World Bulletin / News Desk
"Our commitment to doing our best for the sake of peace and stability for the world and the Korean Peninsula remains unchanged, and we are open-minded in giving time and opportunity to the U.S.," Kim said in a statement carried by the North's state-run KCNA news agency.
The report was published hours after U.S. President Donald Trump abandoned his plan to meet North Korean leader Kim Jong-un for denuclearization talks in Singapore on June 12, blaming the latter's "tremendous anger and open hostility".
Pyongyang had returned to threats of nuclear war via another senior official Thursday, warning Washington that the U.S. should back away from its insistence that the North agree to complete, verifiable and irreversible denuclearization.

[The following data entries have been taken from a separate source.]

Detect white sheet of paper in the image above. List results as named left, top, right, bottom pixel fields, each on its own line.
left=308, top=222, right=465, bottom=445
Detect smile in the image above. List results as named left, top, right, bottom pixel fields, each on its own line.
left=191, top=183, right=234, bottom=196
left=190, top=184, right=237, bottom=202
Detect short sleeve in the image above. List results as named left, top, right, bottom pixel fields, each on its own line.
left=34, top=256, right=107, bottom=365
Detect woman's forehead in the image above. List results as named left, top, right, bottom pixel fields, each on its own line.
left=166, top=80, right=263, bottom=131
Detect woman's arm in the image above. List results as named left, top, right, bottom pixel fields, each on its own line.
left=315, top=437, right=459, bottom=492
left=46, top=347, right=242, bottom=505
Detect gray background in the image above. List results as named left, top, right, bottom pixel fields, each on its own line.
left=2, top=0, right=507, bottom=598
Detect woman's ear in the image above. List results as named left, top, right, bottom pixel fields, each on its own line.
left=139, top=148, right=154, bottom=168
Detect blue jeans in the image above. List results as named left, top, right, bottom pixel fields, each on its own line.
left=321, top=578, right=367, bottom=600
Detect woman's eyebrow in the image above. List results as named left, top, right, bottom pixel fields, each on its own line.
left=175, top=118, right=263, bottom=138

"The tremendous anger and open hostility that President Trump mentioned is just a backlash in response to a unilateral denuclearization being pushed ahead of the planned North-U.S. summit," Vice Minister Kim explained.
A separate KCNA report Friday celebrated the previous day's demolition of North Korea's nuclear test site as "a vivid manifestation of the [North Korean] government's fixed peace-loving stand".
Meanwhile, South Korean President Moon Jae-in called on Trump and Kim to talk directly to avoid any communication mix-up.
"I am very perplexed and it is very regrettable that the North Korea-U.S. summit will not be held on June 12 when it was scheduled to be held," Moon said at an emergency government meeting early Friday, according to local news agency Yonhap.
The South's leader secured Kim's promise to pursue peace and denuclearization at a breakthrough inter-Korean summit on April 27.
Moon was also in Washington earlier this week for talks apparently aimed at helping Trump prepare to meet his North Korean counterpart.